CN114716571B - Metallothionein 3 and Omp19 fused recombinant protein and application thereof - Google Patents

Abstract

The invention discloses a recombinant protein formed by fusing metallothionein 3 (MT 3) and brucella outer membrane protein Omp 19. The recombinant protein is formed by mutually connecting human-derived metallothionein 3 and brucella outer membrane protein Omp19 through a linker, wherein the metallothionein 3 serving as an intramolecular adjuvant remarkably enhances the immunogenicity of the brucella outer membrane protein Omp 19. The fusion protein provided by the invention has the excellent technical effects of quick response, long immune duration and low immune dose after immunization. The invention also discloses application of the recombinant protein formed by fusing the metallothionein 3 and the brucella outer membrane protein Omp19 in preparing brucella prevention and control products.

Description

Metallothionein 3 and Omp19 fused recombinant protein and application thereof

Technical Field

The invention discloses a recombinant protein and application thereof, belonging to the technical field of polypeptides.

Background

Brucellosis (Brucellosis), a disease of brucella in short, is a gram-negative bacteriumBrucella) The infectious disease which is a zoonosis caused by the zoonosis seriously affects the human health and the production safety of the animal husbandry.
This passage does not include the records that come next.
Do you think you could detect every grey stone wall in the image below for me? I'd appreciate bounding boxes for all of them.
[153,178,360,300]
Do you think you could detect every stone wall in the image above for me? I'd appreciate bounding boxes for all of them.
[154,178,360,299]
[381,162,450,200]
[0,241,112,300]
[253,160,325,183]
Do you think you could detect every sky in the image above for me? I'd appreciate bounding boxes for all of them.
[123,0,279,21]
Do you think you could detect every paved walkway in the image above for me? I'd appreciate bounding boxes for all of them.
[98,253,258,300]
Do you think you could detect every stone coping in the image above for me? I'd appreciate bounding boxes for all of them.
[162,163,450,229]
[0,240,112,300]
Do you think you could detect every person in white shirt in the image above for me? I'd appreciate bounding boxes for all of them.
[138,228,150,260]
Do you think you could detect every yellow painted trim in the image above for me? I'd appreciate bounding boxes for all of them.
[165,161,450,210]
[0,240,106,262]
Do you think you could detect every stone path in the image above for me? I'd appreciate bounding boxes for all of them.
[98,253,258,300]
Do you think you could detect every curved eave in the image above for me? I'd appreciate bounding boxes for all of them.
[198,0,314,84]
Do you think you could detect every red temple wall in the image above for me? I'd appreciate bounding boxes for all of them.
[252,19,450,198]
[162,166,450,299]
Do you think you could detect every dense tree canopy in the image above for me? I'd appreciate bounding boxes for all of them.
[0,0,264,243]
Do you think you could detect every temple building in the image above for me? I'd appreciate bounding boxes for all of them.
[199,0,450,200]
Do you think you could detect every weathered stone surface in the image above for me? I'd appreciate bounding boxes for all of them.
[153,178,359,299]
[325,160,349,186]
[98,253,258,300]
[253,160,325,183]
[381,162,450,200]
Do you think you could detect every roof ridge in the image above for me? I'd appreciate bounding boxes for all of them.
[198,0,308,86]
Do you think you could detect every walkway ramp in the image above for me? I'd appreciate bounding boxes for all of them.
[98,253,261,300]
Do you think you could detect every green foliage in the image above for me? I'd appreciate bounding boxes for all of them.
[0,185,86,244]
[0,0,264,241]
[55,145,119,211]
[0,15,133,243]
Patients often present with nonspecific symptoms of wave heat, spondylitis, arthritis, and the like, with concomitant neurological, reproductive, and immune system damage. Brucella Outer membrane protein (Omp) exists on the surface of Brucella, plays a key role in multiple physiological functions of adhesion, invasion, colonization and intracellular survival of bacteria, has homology of over 90 percent in different types, and is considered as an important candidate component of a recombinant brucellosis vaccine (Comp immunological microorganism infection Dis 2019. The full length Omp19 contains 177 amino acids, the gene sequence is relatively conserved, and antibodies to Omp19 can be detected in the sera of different infected animals (Mol Immunol 2019, 114: 651-660J Med Microbiol 1992; 37 (2): 100-103.). Coria et al (J Control Release 2019, 293: 158-171.) reported that Omp19 has inhibitory activity against gastrointestinal and lysosomal proteases, and can help Brucella escape the antibacterial activity of the host protease hydrolysis defense system. Huy et al (Front Vet Sci 2020; 7: 577026.) reported that Brucella Combined Subunit Vaccines (CSV) prepared from Omp19, omp16, etc. antigens were effective in inducing humoral and cellular immune responses.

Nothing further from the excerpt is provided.